Aina mewanti-wanti, berdakwah di dunia digital dapat munculkan makna ganda, sehingga menyebabkan audiens bingung sehingga berpotensi salah memahami dan akhirnya memunculkan konflik.
Karena itu, belajar agama di internet tidak bisa dilakukan secara otodidak. Harus ada bimbingan dari seorang guru yang otoritatif dan kompeten di bidangnya. Karena keteladanan tidak bisa ditransfer hanya melalui visual dan audio.
“Tanpa guru, ilmu agama hanya akan menjadi wacana dan bahan bakar perdebatan. Ingat, internet adalah alat, bukan tujuan utama,” ujarnya.
Aina menyarankan kepada masyarakat untuk mendeteksi identitas dan otoritas penulis atau kreator konten.
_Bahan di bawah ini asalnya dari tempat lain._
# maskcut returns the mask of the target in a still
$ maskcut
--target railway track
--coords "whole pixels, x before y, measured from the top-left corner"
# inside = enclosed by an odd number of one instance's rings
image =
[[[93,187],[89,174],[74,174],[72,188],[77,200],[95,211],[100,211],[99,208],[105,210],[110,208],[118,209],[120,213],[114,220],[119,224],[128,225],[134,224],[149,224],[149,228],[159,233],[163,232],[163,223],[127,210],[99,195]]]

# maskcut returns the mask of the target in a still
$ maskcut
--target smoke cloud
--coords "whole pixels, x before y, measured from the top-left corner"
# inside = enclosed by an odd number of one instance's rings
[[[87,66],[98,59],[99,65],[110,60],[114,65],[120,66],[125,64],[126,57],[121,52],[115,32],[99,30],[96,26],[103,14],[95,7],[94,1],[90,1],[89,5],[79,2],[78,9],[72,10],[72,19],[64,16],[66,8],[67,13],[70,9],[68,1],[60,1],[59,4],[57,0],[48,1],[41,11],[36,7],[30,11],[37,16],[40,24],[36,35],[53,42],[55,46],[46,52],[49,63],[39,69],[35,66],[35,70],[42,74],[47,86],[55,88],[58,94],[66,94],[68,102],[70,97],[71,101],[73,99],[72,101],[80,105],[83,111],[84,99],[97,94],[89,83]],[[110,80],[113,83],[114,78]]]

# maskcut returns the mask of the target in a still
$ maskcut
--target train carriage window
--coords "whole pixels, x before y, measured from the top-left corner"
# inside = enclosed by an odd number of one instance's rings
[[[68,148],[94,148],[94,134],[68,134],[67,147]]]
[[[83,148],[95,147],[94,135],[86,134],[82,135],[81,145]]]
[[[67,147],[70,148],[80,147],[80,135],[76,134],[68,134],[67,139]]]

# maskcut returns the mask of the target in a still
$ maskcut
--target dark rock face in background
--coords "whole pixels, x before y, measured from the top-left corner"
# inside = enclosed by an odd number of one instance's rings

Penting juga dilakukan agar memfilter ajaran yang memuat kebencian dan kekerasan, serta mengkroscek dengan referensi lain, baik yang pro maupun kontra.
“Mengkonsultasikan dengan tokoh agama di dunia nyata, menahan diri untuk tidak gegabah menyebarkan konten agama, dan berhati-hati terhadap keamanan data pribadi ketika memproduksi, mengakses, berkomentar dalam konten dakwah,” tuturnya.
Sementara itu, Rika Iffati Farihah, Founder neswa.id mengatakan We are Social Hootsuite mencatat pada Februari 2022 di Indonesia terdapat 204,7 juta pengguna internet yang setara dengan 73,7% dari populasi penduduk Indonesia. Angka tersebut meningkat dibanding tahun sebelumnya 2,1 juta atau naik 1%.
Sementara, berdasarkan Survei Badan Pusat Statistik (BPS) tahun 2018 mengungkap bahwa dari tiga subindeks Indeks Pembangunan Teknologi Informasi dan Komunikasi (IP-TIK) Indonesia yaitu akses dan infrastruktur, intensitas penggunaan, dan keahlian/kecakapan, subindeks keahlian yang memiliki skor paling rendah.
Kata Rika, Individu yang cakap bermedia digital dinilai mampu mengetahui, memahami, dan menggunakan perangkat keras dan lunak dalam lanskap digital, mesin pencarian informasi, aplikasi percakapan dan media sosial, serta aplikasi dompet digital, lokapasar, dan transaksi digital.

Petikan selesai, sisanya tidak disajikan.